My original build.sh file looked like this:

#! /bin/bash

gcc hello.c -o hello

Now that my source code is spread amongst two source files, I need to tell the compiler. The easiest way is to say

#! /bin/bash

gcc hello.c greeting.c -o hello

Actually, that’s just shorthand for telling the gcc to compile hello.c, then compile greeting.c, then link the resulting object files together into an executable called hello.

So what really happens is the following, and I prefer to be explicit about it, in particular because it’ll help understand where we’re going with using Makefiles.

#! /bin/bash

gcc -c hello.c
gcc -c greeting.c
gcc hello.o greeting.o -o hello

Header files#

Maybe you already got a warning like this from the compiler:

[kai@macbook hello (class-3)]$ ./build.sh
hello.c:20:3: warning: implicit declaration of function 'greeting' is invalid in C99
      [-Wimplicit-function-declaration]
  greeting();
  ^
1 warning generated.

Warnings are not errors, that is, the compiler will keep on going, but what the compiler really means is “while this is technically acceptable, I think you may have made a mistake here”. And most of the time, the compiler is right, and you should fix things.

The -Wall compiler flag#

I’ll actually change one more thing, I’ll add -Wall as a compiler flag. This tells the compiler to turn on (almost) all warnings, and these warnings are useful in finding problems in your code. If you hadn’t already gotten the warning above anyway, you should definitely see it now.

#! /bin/bash

gcc -Wall -c hello.c
gcc -Wall -c greeting.c
gcc hello.o greeting.o -o hello

Fixing the warning#

The issue is that we’re now calling the greeting() function from hello.c, but the compiler doesn’t know anything about it, because it’s now defined in greeting.c. It’s legal (and useful) to define functions in separate source files, but one should at least tell the compiler that the function exists before calling it. Technically, one should at least “declare” the function before using it.

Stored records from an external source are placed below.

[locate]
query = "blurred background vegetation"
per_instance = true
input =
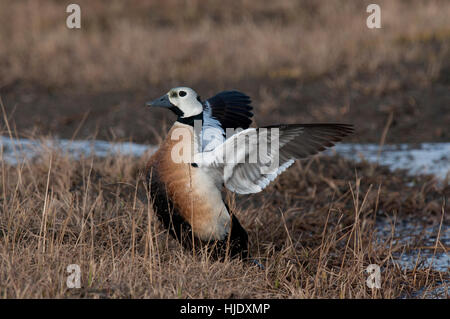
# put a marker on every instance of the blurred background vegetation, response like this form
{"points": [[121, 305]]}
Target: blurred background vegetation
{"points": [[300, 61]]}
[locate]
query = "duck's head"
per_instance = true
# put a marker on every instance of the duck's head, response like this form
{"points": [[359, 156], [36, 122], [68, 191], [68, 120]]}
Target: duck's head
{"points": [[183, 101]]}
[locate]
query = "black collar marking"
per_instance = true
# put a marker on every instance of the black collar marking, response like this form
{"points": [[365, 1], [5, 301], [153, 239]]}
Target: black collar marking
{"points": [[190, 120]]}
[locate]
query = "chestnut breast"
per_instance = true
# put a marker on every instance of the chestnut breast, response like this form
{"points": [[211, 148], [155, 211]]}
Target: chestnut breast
{"points": [[194, 192]]}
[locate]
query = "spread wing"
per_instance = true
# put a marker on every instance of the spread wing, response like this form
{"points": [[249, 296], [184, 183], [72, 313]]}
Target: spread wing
{"points": [[253, 158], [225, 110]]}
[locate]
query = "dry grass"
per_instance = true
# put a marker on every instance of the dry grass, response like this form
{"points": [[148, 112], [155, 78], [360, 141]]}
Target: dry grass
{"points": [[141, 44], [313, 230]]}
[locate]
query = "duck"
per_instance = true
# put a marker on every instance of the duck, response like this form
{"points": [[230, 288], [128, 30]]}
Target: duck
{"points": [[212, 147]]}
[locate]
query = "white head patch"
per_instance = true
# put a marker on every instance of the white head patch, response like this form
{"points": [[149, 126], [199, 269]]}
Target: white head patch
{"points": [[186, 99]]}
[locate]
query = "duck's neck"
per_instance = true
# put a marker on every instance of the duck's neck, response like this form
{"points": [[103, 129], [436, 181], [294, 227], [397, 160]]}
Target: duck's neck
{"points": [[190, 120]]}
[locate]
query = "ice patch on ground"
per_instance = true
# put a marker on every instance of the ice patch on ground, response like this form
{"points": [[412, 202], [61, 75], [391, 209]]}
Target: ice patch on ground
{"points": [[426, 158]]}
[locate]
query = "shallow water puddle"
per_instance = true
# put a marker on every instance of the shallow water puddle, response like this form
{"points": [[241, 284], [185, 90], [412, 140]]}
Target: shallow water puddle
{"points": [[426, 158]]}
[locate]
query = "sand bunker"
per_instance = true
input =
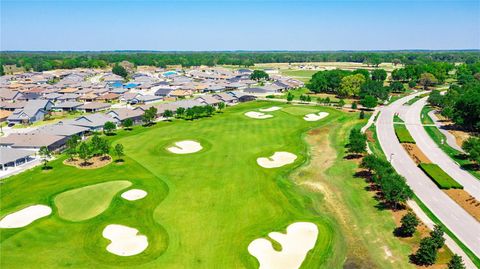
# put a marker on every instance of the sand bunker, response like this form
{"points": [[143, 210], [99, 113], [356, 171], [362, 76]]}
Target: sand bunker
{"points": [[134, 194], [299, 239], [278, 159], [185, 147], [257, 115], [315, 117], [25, 216], [270, 109], [125, 240]]}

We’ll do that in what’s called a “header file”. Here’s hello.h:


#ifndef HELLO_H
#define HELLO_H

void greeting(void);

#endif

The greeting function is now declared in hello.h, which doesn’t quite help yet, because we need to know that declaration when compiling hello.c. But now that we have it in the header, we can include it there:

diff --git a/hello/hello.c b/hello/hello.c
index 4272def..ddf0bd8 100644
--- a/hello/hello.c
+++ b/hello/hello.c
@@ -1,4 +1,6 @@

+#include "hello.h"
+
 #include <stdio.h>

 int

Not quite perfect yet#

There are no more warnings, but there’s still an issue that should be avoided:

Say I find my code being just a bit too boring and simple, so I want to personalize my greeting:

diff --git a/hello/greeting.c b/hello/greeting.c
index 2adcc82..b62a9f1 100644
--- a/hello/greeting.c
+++ b/hello/greeting.c
@@ -2,7 +2,7 @@
 #include <stdio.h>

 void
-greeting(void)
+greeting(const char *name)
 {
-  printf("Hi there.\n");
+  printf("Hi there, %s!\n", name);
 }

What happens when we compile and run the code now? Why?

Your turn#

  • Follow the steps above, ie., start with a single hello.c, make a build script, and then split off greeting.c, etc.

  • Make the change to the greeting function above. What happens? Why? What can you do about it, and how could you avoid this happening in the first place?

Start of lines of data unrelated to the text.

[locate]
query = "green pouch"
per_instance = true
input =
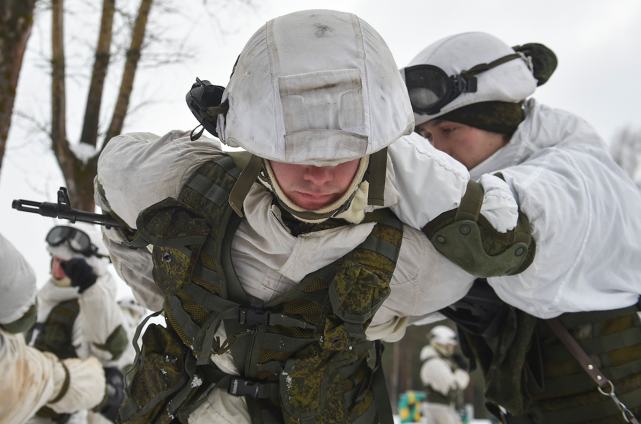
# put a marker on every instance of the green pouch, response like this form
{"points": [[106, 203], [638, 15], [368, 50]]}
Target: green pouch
{"points": [[177, 232], [311, 387], [355, 293], [157, 378]]}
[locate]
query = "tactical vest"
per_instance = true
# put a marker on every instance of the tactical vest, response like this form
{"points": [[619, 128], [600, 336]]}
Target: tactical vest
{"points": [[302, 357], [530, 373]]}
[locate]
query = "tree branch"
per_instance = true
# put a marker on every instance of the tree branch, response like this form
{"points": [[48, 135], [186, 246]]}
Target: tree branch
{"points": [[131, 64], [89, 133], [16, 21], [58, 91]]}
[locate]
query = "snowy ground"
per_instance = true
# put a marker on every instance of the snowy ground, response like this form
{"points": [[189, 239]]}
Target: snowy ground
{"points": [[397, 420]]}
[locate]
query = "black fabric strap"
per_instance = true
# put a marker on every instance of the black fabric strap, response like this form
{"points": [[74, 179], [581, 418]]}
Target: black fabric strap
{"points": [[65, 385]]}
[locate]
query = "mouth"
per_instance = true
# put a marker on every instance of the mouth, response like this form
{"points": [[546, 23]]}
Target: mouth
{"points": [[311, 196]]}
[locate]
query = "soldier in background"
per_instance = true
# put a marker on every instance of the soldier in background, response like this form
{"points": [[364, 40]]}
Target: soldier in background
{"points": [[442, 377], [78, 316], [30, 378]]}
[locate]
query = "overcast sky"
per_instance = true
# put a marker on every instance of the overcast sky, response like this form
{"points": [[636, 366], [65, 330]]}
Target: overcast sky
{"points": [[596, 42]]}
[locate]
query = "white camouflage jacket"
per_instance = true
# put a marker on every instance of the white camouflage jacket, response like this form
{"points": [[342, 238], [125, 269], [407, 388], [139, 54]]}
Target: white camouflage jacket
{"points": [[139, 169], [583, 209]]}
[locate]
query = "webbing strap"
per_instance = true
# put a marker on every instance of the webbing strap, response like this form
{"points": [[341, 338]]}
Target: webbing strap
{"points": [[65, 385], [228, 164], [353, 322], [183, 319], [279, 343], [127, 410], [317, 296], [350, 395], [209, 276], [576, 381], [594, 411], [576, 319], [348, 370], [487, 66], [275, 367], [272, 416], [471, 203], [208, 189], [244, 183], [598, 345], [377, 175], [210, 247], [137, 243], [368, 415], [290, 321], [379, 388], [209, 301], [381, 247]]}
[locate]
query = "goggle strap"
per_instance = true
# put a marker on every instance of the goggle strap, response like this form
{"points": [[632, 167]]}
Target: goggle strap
{"points": [[377, 174], [487, 66]]}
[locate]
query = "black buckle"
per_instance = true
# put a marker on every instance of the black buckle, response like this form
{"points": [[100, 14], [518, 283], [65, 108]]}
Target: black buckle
{"points": [[252, 316], [242, 387]]}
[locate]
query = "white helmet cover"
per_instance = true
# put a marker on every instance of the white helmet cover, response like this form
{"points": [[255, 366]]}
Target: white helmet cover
{"points": [[315, 87], [442, 335], [17, 282], [510, 82]]}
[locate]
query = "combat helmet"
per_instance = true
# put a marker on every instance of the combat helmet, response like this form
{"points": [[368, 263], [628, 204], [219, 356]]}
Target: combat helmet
{"points": [[315, 87]]}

  • Separate out the factorial() function into its own file factorial.c, and adapt build.sh accordingly. Make sure everything still compiles and runs correctly.

  • Finally, redo all of this using C++, starting from scratch in a new subdirectory. In particular, start over with hello.cxx, and generally, make your source files have the .cxx extension. (Some people like to use .hxx for C++ header files, though most, like me, still use .h. That’s up to you.)

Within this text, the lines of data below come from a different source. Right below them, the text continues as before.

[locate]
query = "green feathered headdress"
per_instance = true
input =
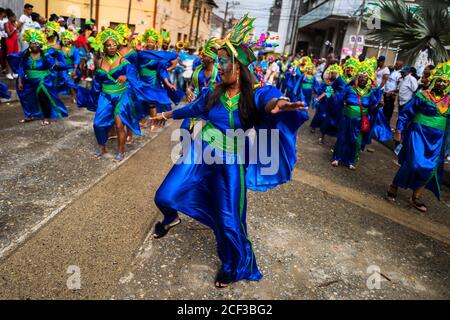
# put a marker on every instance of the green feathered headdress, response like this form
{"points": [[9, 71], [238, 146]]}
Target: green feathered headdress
{"points": [[366, 69], [125, 32], [151, 34], [303, 62], [371, 62], [67, 35], [442, 71], [335, 68], [352, 63], [108, 34], [234, 41], [35, 36], [53, 27], [210, 48], [166, 37]]}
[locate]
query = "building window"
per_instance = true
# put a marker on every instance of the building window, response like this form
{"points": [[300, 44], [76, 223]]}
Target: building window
{"points": [[185, 5]]}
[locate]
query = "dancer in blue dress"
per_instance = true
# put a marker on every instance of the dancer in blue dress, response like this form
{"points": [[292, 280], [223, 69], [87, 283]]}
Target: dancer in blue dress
{"points": [[72, 76], [215, 193], [36, 85], [4, 91], [327, 114], [306, 85], [421, 130], [114, 95], [356, 103], [205, 75]]}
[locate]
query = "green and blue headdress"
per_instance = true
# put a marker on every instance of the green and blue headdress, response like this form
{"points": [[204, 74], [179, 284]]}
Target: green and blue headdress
{"points": [[152, 34], [234, 41], [108, 34], [52, 27], [166, 37], [35, 36], [442, 71], [125, 32], [210, 48]]}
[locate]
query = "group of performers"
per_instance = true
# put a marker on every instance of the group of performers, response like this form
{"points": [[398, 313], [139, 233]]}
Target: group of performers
{"points": [[227, 91]]}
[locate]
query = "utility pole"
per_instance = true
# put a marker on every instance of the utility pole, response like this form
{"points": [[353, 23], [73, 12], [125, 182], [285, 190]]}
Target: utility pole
{"points": [[199, 9], [192, 19], [154, 14], [129, 11], [358, 31], [225, 19]]}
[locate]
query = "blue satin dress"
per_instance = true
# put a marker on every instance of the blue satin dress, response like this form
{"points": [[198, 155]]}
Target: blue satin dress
{"points": [[200, 82], [294, 75], [328, 112], [38, 75], [303, 90], [422, 155], [109, 99], [152, 73], [216, 194], [4, 91], [350, 140], [65, 82]]}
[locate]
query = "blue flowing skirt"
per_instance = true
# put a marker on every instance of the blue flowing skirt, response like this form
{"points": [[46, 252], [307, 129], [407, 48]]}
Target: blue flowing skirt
{"points": [[109, 107], [4, 91], [30, 102], [216, 196], [421, 159]]}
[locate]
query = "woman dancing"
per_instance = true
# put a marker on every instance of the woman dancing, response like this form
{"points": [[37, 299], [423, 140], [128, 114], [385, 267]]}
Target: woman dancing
{"points": [[421, 130], [215, 194]]}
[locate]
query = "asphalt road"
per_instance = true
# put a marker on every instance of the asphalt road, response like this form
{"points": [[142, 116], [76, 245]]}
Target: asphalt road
{"points": [[328, 234]]}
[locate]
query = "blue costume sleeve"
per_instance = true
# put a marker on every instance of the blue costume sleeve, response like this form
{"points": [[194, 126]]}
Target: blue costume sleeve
{"points": [[297, 87], [15, 61], [285, 126], [195, 108], [264, 95], [75, 56], [145, 56], [407, 114]]}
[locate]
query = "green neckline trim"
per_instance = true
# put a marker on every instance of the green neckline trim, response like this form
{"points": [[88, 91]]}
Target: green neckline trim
{"points": [[113, 69], [422, 97]]}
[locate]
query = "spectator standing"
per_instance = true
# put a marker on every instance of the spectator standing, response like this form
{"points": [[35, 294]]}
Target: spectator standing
{"points": [[12, 42], [25, 23], [407, 87], [62, 24], [3, 36], [390, 90], [382, 72]]}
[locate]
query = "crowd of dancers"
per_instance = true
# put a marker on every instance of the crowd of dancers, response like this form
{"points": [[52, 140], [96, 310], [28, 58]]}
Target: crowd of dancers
{"points": [[228, 90]]}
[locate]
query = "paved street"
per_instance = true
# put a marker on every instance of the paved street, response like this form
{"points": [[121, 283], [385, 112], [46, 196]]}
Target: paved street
{"points": [[314, 238]]}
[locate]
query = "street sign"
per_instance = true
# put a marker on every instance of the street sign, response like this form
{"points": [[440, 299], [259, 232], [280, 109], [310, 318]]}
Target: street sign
{"points": [[352, 40], [360, 40]]}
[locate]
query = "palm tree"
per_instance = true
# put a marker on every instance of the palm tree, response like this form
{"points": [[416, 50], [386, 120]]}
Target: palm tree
{"points": [[413, 28]]}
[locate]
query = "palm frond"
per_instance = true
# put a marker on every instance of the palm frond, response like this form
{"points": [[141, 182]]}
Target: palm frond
{"points": [[413, 30]]}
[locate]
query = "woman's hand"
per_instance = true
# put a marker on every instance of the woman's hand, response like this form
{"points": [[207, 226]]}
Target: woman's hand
{"points": [[121, 79], [189, 95], [158, 121], [397, 136], [283, 105]]}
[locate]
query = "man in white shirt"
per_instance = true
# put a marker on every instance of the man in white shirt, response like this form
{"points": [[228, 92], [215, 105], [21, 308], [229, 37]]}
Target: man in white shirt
{"points": [[25, 23], [407, 87], [382, 72], [62, 24], [390, 90], [272, 71]]}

    For some additional fun, you can change the output to using <iostream> along the way.

    More importantly, though, what changes when you follow the same process in C++? Any idea why?

Homework#

  • Complete the above “your turn” tasks. Make commits as you go, and make sure you keep notes. It is useful to cut&paste what you did, and what happened, in particular errors or surprising results. You may not always be able to answer the “why” for sure, but you can at least speculate.